Test set accuracy: 0.8822


In [142]:
#reading the test data and making the features df
data_test_df = pd.read_csv("BankChurners.test.csv") 
data_test_ft = data_test_df.drop(['id','Total_Ct_Chng_Q4_Q1','Card_Category','Marital_Status','Education_Level','Gender'], axis=1)


In [143]:
#Going through the same onehot process with the test data

def onehot(x,str):
    onehot = x[['id',str]]
    encoder = OneHotEncoder(handle_unknown='ignore')
    encoder_df = pd.DataFrame(encoder.fit_transform(onehot[[str]]).toarray())
    final_df = onehot.join(encoder_df)
    final_df.drop('id', axis=1, inplace=True)
    final_df.drop(str, axis=1, inplace=True)
    return(final_df)



marriage = onehot(data_test_df, 'Marital_Status')
card = onehot(data_test_df, 'Card_Category')
gender = onehot(data_test_df, 'Gender')
education = onehot(data_test_df, 'Education_Level')

mar = ['Divorced', 'Married', 'Single', 'UnknownMAR']
car = ['Blue','Gold','Platinum','Silver']
gen = ['Female', 'Male']
edu = ['College', 'Doctorate', 'Graduate', 'High School', 'Post-Graduate', 'Uneducated', 'UnknownEDU']

marriage.columns = mar
card.columns = car
gender.columns =  gen
education.columns = edu

for col in mar:
    data_test_ft[col] = marriage[col]

for col in car:
    data_test_ft[col] = card[col]

for col in gen:
    data_test_ft[col] = gender[col]

for col in edu:
    data_test_ft[col] = education[col]

In [144]:

#I used these when applying the kNN classifiers
#fit = final_pipeline.fit(data_train_ft, data_train_tgt)
#predictions = fit.predict(data_test_ft)

#fitting and making predictions on the test data
fit = dtc.fit(data_train_ft, data_train_tgt)
predictions = fit.predict(data_test_ft)

# create submission dataframe
submission_df = data_test_df[['id']].copy()
submission_df['Target'] = predictions
display(submission_df.head())

# write to csv file
import csv
def writeSubmission(predictions):
   i=6751
   submissionList = []
   for prediction in predictions:
       submissionList.append([str(i), str(prediction)])
       i+=1
   with open('Bank_Churners_submission9.csv', 'w', newline='') as submission:
       writer = csv.writer(submission)
       writer.writerow(['id', 'Target'])
       for row in submissionList:
           writer.writerow(row)

writeSubmission(predictions)
# display message
print("Saved predictions to csv file.")

Unnamed: 0,id,Target
0,6751,1
1,6752,0
2,6753,1
3,6754,1
4,6755,1


Saved predictions to csv file.


Report:

I used kNN, NB, SV, and DT forms of classification.

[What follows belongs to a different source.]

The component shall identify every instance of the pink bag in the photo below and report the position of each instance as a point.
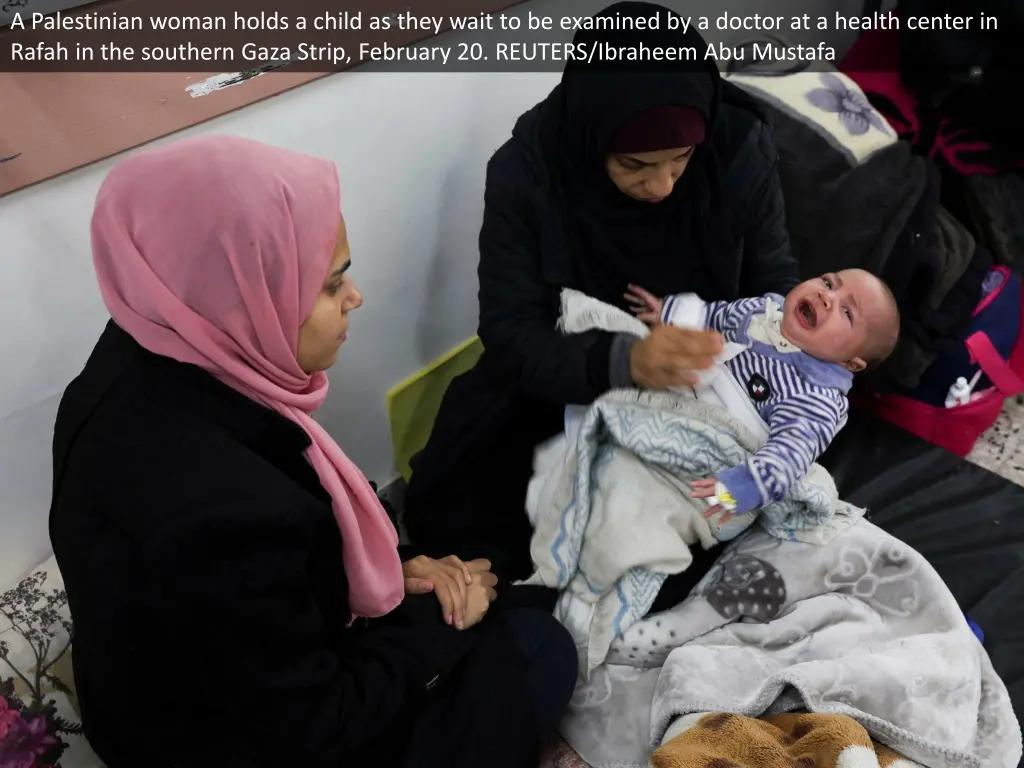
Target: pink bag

At the end of the day, it seemed that more complex classifiers would perform best. Because of this, the Decision Tree with a large depth would format the data best, since it has a high variance. It may not have ran the best when testing it, but it worked especially well for the test split that was hidden. 

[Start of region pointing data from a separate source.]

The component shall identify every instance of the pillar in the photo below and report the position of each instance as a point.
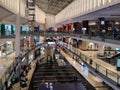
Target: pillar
(17, 36)
(101, 49)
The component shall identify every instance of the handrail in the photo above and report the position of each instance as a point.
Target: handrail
(12, 68)
(99, 68)
(100, 37)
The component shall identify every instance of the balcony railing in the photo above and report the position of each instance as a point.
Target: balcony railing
(112, 77)
(97, 35)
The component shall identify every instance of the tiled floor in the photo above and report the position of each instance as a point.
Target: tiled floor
(95, 81)
(29, 76)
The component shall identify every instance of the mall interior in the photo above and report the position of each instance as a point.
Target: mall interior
(59, 44)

I used one-hot encoding to use the conditional columns to my advantage. To do this, I took the unique values in the conditional columns, and turned them into their own columns. I then assigned a value of 1 to the corresponding feature to the id of the person. I then added these columns back to the original dataframe.

For my assumptions. I was right about the id number affecting it, but messing with the other features brought different results. There were three instances where I took a feature out(card category or Total CT Change Q4 Q1) and ended up with the same exact score(which was my highest score). When I removed both of them, it performed much worse. This was one of the factors that led me to trust overfitting more than underfitting with this data set. It seemed like the more factors I used, the better results I got. This makes sense, as most of the data seems useful to whether a person would stay with a bank.